フィールドノート

連続した日々の一つ一つに明確な輪郭を与えるために

8月5日(火) 曇り一時雨

2008-08-06 12:00:08 | Weblog
  9時、睡眠時間3時間ほどで起床。本当は昼近くまで寝ていられるのだが、目が覚めてしまったので起きる。シャワーを浴びる前に一汗かいておこうと、書斎の窓際に積まれた本を一階の書庫に移動する。本を抱えて階段を何度か上り下りする。いい運動だ。机周りをスッキリ整頓することは夏休みに移行するための儀式のようなものである。
  家を出る頃になって雨が降り出す。ベランダの洗濯物をあわてて取り込む(よかった、出る前で)。雨はだんだん激しくなっていく。雨脚が弱くなるのを待っている時間はないので、意を決して家を出る。正真正銘の土砂降りだ。道行く人達が思わず顔を見合わせて、(すごい雨ですね)と無言で会話を交わす。駅に着き、蒲田始発の電車のシートに腰を下ろして、はたしてちゃんと動くのだろうかと案じていたら、電車は時刻どおりに動き始めたのでホッとする。
  途中で丸の内の丸善に寄ってモールスキンの大判のスケジュール帳(2007年7月から2008年12月までのもの)を購入。
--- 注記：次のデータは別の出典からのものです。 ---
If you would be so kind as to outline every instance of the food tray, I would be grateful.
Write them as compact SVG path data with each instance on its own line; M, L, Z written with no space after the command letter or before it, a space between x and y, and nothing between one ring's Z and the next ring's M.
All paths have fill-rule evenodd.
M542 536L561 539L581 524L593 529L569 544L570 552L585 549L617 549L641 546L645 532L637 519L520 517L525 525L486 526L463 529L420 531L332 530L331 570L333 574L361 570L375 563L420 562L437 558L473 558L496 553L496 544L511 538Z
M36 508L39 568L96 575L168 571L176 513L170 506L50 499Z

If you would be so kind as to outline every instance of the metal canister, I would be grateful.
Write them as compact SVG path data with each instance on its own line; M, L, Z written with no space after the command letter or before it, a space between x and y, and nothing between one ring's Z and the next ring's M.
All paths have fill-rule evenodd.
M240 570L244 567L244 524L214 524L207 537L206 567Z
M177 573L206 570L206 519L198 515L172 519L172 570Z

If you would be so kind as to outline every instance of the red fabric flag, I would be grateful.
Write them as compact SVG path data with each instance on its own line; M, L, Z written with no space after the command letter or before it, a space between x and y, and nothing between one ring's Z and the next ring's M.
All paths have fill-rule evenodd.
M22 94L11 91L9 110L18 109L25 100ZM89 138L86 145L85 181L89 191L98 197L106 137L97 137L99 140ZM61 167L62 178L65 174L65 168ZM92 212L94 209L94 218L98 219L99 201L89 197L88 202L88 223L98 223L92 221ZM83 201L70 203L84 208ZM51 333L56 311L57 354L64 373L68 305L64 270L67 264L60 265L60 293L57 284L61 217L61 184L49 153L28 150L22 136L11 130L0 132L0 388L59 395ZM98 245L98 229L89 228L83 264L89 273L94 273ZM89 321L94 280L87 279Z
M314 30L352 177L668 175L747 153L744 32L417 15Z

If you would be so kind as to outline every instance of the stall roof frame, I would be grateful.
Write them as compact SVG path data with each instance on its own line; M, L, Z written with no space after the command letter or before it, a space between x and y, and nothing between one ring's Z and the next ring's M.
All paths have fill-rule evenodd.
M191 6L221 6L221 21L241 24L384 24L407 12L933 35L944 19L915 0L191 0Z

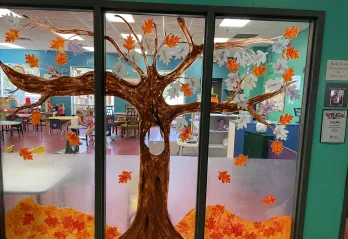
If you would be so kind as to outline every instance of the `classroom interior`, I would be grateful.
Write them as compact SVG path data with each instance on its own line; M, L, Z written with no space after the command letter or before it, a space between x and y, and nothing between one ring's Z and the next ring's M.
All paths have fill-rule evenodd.
M18 41L6 43L5 35L10 27L4 21L0 23L0 61L5 65L21 73L41 76L47 79L47 85L50 85L50 80L54 80L58 76L79 77L84 73L93 71L93 36L59 35L44 27L34 25L25 28L29 20L23 17L24 15L30 16L41 23L60 29L92 31L93 14L91 12L0 10L1 18L8 14L15 14L15 17L20 19L20 26L25 30L21 31ZM123 46L130 30L122 20L115 17L115 14L118 13L109 12L106 14L105 33L115 39L119 46ZM155 40L154 33L141 34L142 25L147 19L153 19L156 22L160 43L165 41L168 34L185 39L185 35L178 26L178 16L124 13L122 16L139 33L138 38L145 46L148 62L153 61L152 48ZM185 16L184 20L194 42L196 44L204 43L205 19ZM286 114L293 116L291 122L286 125L287 140L279 140L284 147L282 154L272 151L271 145L276 140L273 130L258 123L247 111L238 110L223 113L212 111L209 128L207 208L212 205L223 205L229 212L233 213L232 215L251 224L254 222L271 223L270 220L282 222L287 226L284 226L284 230L277 235L282 235L281 238L290 238L309 23L216 18L215 24L215 43L249 38L277 40L287 28L294 26L300 30L297 37L288 43L300 54L299 59L287 62L287 67L294 69L293 91L290 93L284 91L272 98L273 100L255 106L255 110L263 112L264 119L271 125L279 124L281 116ZM66 64L57 65L58 53L50 48L51 41L56 37L66 41L63 48L67 54ZM185 42L182 42L180 45L184 44ZM250 52L263 53L264 59L261 62L267 67L267 71L264 75L258 76L256 80L251 77L244 80L242 94L245 99L272 92L274 89L272 84L276 84L276 80L281 77L277 72L279 71L277 64L279 59L284 58L284 53L275 52L274 47L275 45L270 43L250 45ZM139 44L135 44L135 49L131 53L127 52L124 47L122 51L141 69L146 69ZM175 70L184 59L187 47L165 48L165 50L163 48L159 53L155 59L158 73L167 75ZM34 54L39 59L40 67L30 67L26 61L26 54ZM226 62L229 59L238 59L238 54L238 49L214 51L211 82L212 102L235 101L235 99L230 99L234 92L235 82L229 68L226 67ZM113 45L108 42L106 43L105 58L105 71L116 74L131 84L140 82L137 71L125 64L122 57L116 53ZM200 102L202 68L203 60L202 57L199 57L184 74L177 78L175 82L177 85L170 85L164 90L165 102L168 105ZM239 66L238 72L241 76L252 74L253 63ZM88 127L80 125L77 131L79 145L73 149L73 152L71 152L66 135L71 132L72 118L79 112L82 114L82 119L89 116L88 112L92 112L91 115L96 117L93 112L98 106L94 104L94 95L53 95L38 107L15 112L16 107L35 103L42 95L20 89L16 90L16 86L11 83L4 71L1 71L0 74L1 153L3 169L8 169L6 171L4 169L5 211L7 215L10 217L17 213L18 205L23 202L30 205L37 203L44 207L54 205L58 208L72 208L80 213L93 215L95 154L94 142L91 141L93 133L88 137L88 133L86 133ZM178 90L188 82L191 85L196 84L189 93ZM59 90L59 86L56 87ZM75 86L71 85L71 87ZM175 87L179 87L178 92L174 92ZM110 227L117 227L117 232L122 234L130 227L137 209L137 185L141 153L139 125L141 121L139 117L133 118L137 109L131 103L112 95L107 95L105 102L105 131L107 135L105 145L107 154L106 223ZM15 119L12 118L14 112L17 115ZM33 112L41 112L43 116L38 125L32 124ZM242 128L236 123L241 115L245 115L248 119ZM132 119L132 122L128 121L129 119ZM5 123L8 121L15 121L18 124ZM186 232L182 228L180 229L180 225L182 225L182 220L188 220L188 217L192 216L190 212L196 204L198 141L201 122L199 112L179 115L172 122L170 130L171 161L168 211L173 225L184 238L191 237L188 236L189 233L185 234ZM189 138L183 138L183 130L185 129L190 131ZM148 131L145 144L154 155L159 155L163 151L165 143L159 127L153 127ZM40 153L34 154L33 161L23 161L18 154L22 148L36 148ZM248 163L242 168L234 165L234 160L239 155L248 155ZM22 168L22 170L18 172L16 170L18 168ZM124 171L132 172L132 180L127 184L119 183L119 175ZM222 171L228 172L232 183L221 183L217 173ZM23 184L23 181L26 181L24 178L30 178L30 180ZM11 185L11 182L12 184L15 182L15 185ZM8 183L7 186L6 183ZM33 186L35 183L37 185ZM46 189L35 191L36 188L40 187ZM276 203L271 207L260 203L268 195L276 195L277 198ZM245 228L247 227L245 226ZM9 235L14 235L13 238L21 238L18 235L29 235L25 234L27 232L24 231L21 233L9 232ZM277 235L275 233L267 238L278 238ZM90 238L89 236L85 238ZM232 235L228 238L235 237Z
早稲田に着く頃には雨足はだいぶ弱くなっていた。「ごんべえ」で昼食(忍者うどん)をとり、事務所で用件を済ませてから、教員ロビーで安藤先生、御子柴先生、岡部先生と来年度の現代人間論系の総合講座についての相談。話は2時間近くに及び、話題もたんに特定の科目の範囲を超えて、論系や学部の今後のあり方にまで及んだ。月に一度の論系の会議では、目先の議題を処理するので手一杯なので、こうした長期的な展望に立った意見交換の機会は貴重だ。話題になったことの一つに「2年生問題」がある。文化構想学部は2年生から論系に所属するのだが、ゼミは3年生からなので、2年生は論系に所属してはいても所属している実感はいまひとつであろう。各論系が提供している半期の専門演習が一応コアになる科目であるが、必修の専門演習というものはなく、たくさんのメニューの中から学生ひとりひとりが選択(希望者が多い場合は抽選)する形式なので、2年生のカリキュラムは個人化している。同じ論系に所属する学生として共有すべき何かがあったほうがよいのではないかと思うが、それを具体的に構想することは簡単ではない。ただ、現代人間論系総合講座は他の論系にはないものなので、やり方を工夫して、拡散と局所化(ゼミ)の傾向にある論系のカリキュラムに一定の統合機能を持たせることは可能ではないかと思う。この他にも、論系全体のオリエンテーション合宿とか、論系主催の研究会や講演会とか、論系の教員と学生、学生同士が気軽にコミュニケーションできる機会とか、学生の側からもそうしたものを求める声が出ているので、検討してゆきたい。
  会合を終え、シャノアールで一息入れる。クリームソーダとミステリー小説(貫井徳郎『追憶のかけら』)。帰りがけに階下のあゆみブックスでゲーリー・クーパー主演の『真昼の決闘』(1952年)と『西部の男』(1940年)が入ったDVDを購入。2枚組みで500円。著作権が消えた作品はかくも廉価になるのである。私はとくに西部劇のファンというわけではないが、これもまた夏休みへの移行のアイテムの一つである。蒲田に着いて、栄松堂で以下の本を購入。

  ジグムント・バウマン『新しい貧困』(青土社)
  NHKスペシャル「ワーキングプア」取材班編『ワーキングプア 解決への道』(ポプラ社)
  荻上チキ『ネットいじめ』(PHP新書)

  夕食後、さっそく『真昼の決闘』を観る。歳をとった保安官(50歳のクーパーが演じている)が新任の保安官と交代するという最後の日に、昔、彼が捕まえて刑務所送りにした男が釈放されて復讐のために正午の汽車で町に帰って来る。3人の仲間が彼の乗った汽車を待っている。保安官は自衛団を募って迎え撃とうとするが、結局、町民は誰も協力しない。私生活中心主義の小市民たち。それはおそらく戦後アメリカの大衆社会の縮図なのであろう。教会での町民たちの討論のシーンは、あの名作『十二人の怒れる男たち』を彷彿とさせるものだったが、出た結論は、保管官に町からの退去(奴らが来る前に逃げ出せ)を促すものであった。孤独な失意の保安官を最後に救った者、それは・・・。私は住民たちが最後は自治の精神に目覚めて立ち上がるのだろうと予想していたが、そうではなかった。そうか、そういう終わり方なのか。大衆社会への痛烈な批判だ。第25回アカデミー賞で4部門(主演男優賞・音楽賞・主題歌賞・編集賞)を受賞した作品。